Figure 5. The Parametric Imaging Process: Process of distinguishing between image features that are pertinent to inspection and those that are not.
In parametric image analysis, algorithms serve to segment image pixels into pertinent and nonpertinent subpopulations. Nonpertinent pixels are excluded from consideration and the parametric model expectations are compared to edge and corner features. The result is an open-ended approach that is amenable to variations within tolerance specifications and is based on a very sparse but powerful reference library. However, the approach's success hinges on the ability to detect contrast features in the image. Fortunately, because the analysis indicates a superior color-contrast separation to grayscale, the option to process color data becomes the primary algorithm priority.
SummaryBased on the structured analysis of the design requirements and a careful avoidance of AOI pitfalls, an efficient and effective AOI solution was derived by using large format digital color imaging. The simplicity of the new approach permits a better, faster path toward more advanced generations of a powerful AOI technology that can parallel human vision closely. An ever-increasing CCD array size, combined with active thermal control and faster data transfer techniques, only serve to ensure that there always will be room for AOI improvements for populated PCB inspection.

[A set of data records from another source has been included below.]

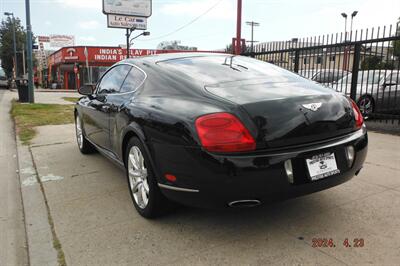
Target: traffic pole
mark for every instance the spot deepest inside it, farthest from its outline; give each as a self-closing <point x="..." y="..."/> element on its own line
<point x="239" y="28"/>
<point x="31" y="96"/>
<point x="15" y="49"/>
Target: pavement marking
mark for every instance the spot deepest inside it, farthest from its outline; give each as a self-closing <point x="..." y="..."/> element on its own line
<point x="49" y="144"/>
<point x="50" y="177"/>
<point x="30" y="181"/>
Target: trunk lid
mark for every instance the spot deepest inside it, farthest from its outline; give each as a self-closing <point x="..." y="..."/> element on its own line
<point x="283" y="113"/>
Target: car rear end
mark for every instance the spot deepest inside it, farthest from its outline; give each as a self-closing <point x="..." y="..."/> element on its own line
<point x="285" y="137"/>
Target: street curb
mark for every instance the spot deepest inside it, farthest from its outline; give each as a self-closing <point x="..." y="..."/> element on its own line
<point x="38" y="230"/>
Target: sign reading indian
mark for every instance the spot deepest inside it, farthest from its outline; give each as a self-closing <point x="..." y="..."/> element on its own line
<point x="98" y="54"/>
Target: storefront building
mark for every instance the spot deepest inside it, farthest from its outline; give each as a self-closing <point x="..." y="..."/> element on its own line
<point x="71" y="67"/>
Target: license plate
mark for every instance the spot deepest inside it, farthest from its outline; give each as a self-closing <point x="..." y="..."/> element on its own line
<point x="322" y="165"/>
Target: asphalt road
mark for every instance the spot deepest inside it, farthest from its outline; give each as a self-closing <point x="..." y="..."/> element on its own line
<point x="97" y="225"/>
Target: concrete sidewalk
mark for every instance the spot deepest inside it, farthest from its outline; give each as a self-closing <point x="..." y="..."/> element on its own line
<point x="97" y="225"/>
<point x="13" y="250"/>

- Vectron Inc., San Diego, Calif.
** K2-AOI
JOSEPH L. VILELLA, president and CEO, and ROBERT M. KANE, VP of R&D, may be contacted at Vectron Inc., 10109 Carroll Canyon Rd., San Diego, CA 92131; (858) 621-2400; E-mail: joev@vectroninc.com and bkane@vectroninc.com
A Note on "Golden Board" Image ProcessingImage processing that leads to libraries of literal images is the residual of the "golden board" technique wherein at least one reference image is stored. Additionally, when a new target image is collected, the reference image is subtracted from the target image on a pixel-by-pixel basis. As shown in the figure, if the two images are identical, the residual is zero and the two images correlate 100 percent. When a correlation of less than 100 percent results, i.e., a difference, a particular level of that difference may be declared as inspection failure.

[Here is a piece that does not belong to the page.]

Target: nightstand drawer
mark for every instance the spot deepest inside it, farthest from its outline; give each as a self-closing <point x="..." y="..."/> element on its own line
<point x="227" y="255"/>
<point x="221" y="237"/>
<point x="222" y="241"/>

As seen in this analysis, even when the part is completely gone, a correlation of ~90 percent results, indicating that any score below 90 percent should be rejected. The third column presents acceptable variations in the substrate that result in nearly the same scores, indicating a lack of discrimination between differences. In the last column, unacceptable marking variations, including reversed installation, are encountered though none are low enough to be detected. Additionally, an image identical to the reference with six counts of random noise (approximating normal operating conditions) is included to demonstrate that unavoidable measurement noise confuses the correlation result for identical images. Under conditions where thermal noise is unpredictable (such as a hot factory), residual results could become meaningless. Finally, the residual analysis provides no insight into the parametric data required for process control.
The reference image is displayed at the left. A set of variations on the reference is presented along with the correlation factor attained through pixel-by-pixel subtraction between the images.